Bernstein's sensitivity analysis shows that even if operating expenses increase sharply over the next two years to support AI investment, Tencent's 2027 earnings per share will still reach 33-35 RMB. Based on this, the current share price corresponds to a P/E ratio of less than 15 times. In contrast, when Google, Amazon, and Meta each take turns being the "AI laggard," the market eventually returns to fundamentals. Robin Zhu says that after a period of valuation cuts, Tencent's share price psychological model resembles that of the U.S. internet sector.

The key issue is how long investors are willing to wait. Management has hinted that Hunyuan 2.0 is the first model released after the AI development team was reorganized, and iteration speed should accelerate from now. But before that, the market may continue to focus on the "seeing is believing" story of chatbot development.

Alibaba's Bold AI Gamble

Alibaba's strategy has become clearer in recent weeks.

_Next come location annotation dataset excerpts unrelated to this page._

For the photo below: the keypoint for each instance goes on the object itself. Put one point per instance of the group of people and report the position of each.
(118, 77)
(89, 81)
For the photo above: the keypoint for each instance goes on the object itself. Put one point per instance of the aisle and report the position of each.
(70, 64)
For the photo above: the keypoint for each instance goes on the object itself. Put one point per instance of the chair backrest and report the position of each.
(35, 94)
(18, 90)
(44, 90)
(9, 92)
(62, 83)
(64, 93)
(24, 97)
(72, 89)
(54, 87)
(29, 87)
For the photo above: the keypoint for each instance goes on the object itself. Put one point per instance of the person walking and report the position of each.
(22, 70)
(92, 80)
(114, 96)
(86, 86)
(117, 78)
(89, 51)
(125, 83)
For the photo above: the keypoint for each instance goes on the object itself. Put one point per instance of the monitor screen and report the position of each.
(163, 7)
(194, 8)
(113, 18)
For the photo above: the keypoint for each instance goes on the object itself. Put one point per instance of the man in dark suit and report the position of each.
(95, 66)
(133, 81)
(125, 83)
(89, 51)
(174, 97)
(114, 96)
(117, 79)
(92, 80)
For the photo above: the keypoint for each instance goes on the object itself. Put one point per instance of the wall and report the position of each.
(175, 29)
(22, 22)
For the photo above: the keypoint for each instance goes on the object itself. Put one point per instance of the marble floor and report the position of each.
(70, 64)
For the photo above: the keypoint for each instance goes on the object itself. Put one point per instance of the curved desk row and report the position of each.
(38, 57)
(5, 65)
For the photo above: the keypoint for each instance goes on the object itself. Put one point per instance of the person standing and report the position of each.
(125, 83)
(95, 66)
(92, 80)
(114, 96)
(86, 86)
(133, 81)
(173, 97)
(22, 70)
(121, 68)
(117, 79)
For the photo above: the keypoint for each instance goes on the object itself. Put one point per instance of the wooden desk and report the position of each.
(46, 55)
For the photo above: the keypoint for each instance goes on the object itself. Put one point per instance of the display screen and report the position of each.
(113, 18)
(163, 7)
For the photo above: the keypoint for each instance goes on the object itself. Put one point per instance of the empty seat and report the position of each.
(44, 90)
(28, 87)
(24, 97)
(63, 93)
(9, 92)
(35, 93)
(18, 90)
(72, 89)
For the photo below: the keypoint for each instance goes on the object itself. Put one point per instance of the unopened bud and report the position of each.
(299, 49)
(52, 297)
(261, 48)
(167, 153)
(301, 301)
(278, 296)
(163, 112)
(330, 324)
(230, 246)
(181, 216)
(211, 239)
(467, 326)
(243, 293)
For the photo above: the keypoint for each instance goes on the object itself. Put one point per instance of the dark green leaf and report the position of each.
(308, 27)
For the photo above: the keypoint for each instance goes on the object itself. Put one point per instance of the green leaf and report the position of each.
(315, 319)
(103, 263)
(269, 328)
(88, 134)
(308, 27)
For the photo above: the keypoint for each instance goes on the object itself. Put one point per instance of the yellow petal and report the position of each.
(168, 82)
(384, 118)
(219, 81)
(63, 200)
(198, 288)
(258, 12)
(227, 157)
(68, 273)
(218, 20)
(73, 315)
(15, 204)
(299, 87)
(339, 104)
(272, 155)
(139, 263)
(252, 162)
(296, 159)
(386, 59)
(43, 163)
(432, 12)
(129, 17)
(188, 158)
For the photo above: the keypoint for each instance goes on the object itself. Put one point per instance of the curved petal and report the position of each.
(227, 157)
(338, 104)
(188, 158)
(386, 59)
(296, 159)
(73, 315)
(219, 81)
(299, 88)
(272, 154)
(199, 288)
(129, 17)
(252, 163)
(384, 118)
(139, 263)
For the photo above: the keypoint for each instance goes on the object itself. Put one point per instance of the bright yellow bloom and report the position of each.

On January 15, Qianwen launched an agent service, enabling users to perform e-commerce transactions, order food, and book travel via the app. The subsequent release of the Qwen3-Max-Thinking model scored around 40 on the Artificial Analysis intelligence index, keeping pace with Minimax and Z.ai, maintaining the company's domestic leadership position.

The company announced a 3 billion RMB subsidy program to drive user acquisition and incentivize the use of new features. If all goes to plan, incremental traffic from Qianwen and the food delivery business should help drive visits to platforms like Taobao, thereby supporting CMR growth.

But the cost cannot be ignored. In the second quarter of FY2026, Alibaba reported group capital expenditure of 31.5 billion RMB, while operating cash flow was only 10.1 billion. Bernstein expects improvement in the latter in Q3 and subsequent quarters, as spending associated with food delivery competition subsides. But if investors' tolerance for cash burn in the name of AI capital expenditure drops, this could limit Alibaba management's strategic freedom.

From a valuation perspective, Alibaba's share price has been higher than Tencent's in recent months, which Bernstein believes reflects investors using the SOTP valuation method for Alibaba Cloud. Analysts’ mental framework is still "e-commerce business of $100 per share, plus AI optionality." The core e-commerce business generates about $2.0-2.5 of quarterly NOPAT per share, providing some support for the share price.

As for how to value Alibaba Cloud and broader AI efforts, multiple angles can be debated—but in a world where Minimax and Z.ai market caps have hit $20 billion, and Baidu's semiconductor spin-off gets similar attention, having (1) a global top-ten frontier model, (2) Alibaba Cloud with 30-40% revenue growth, and (3) one of China's best GPU development projects, this combination clearly has value.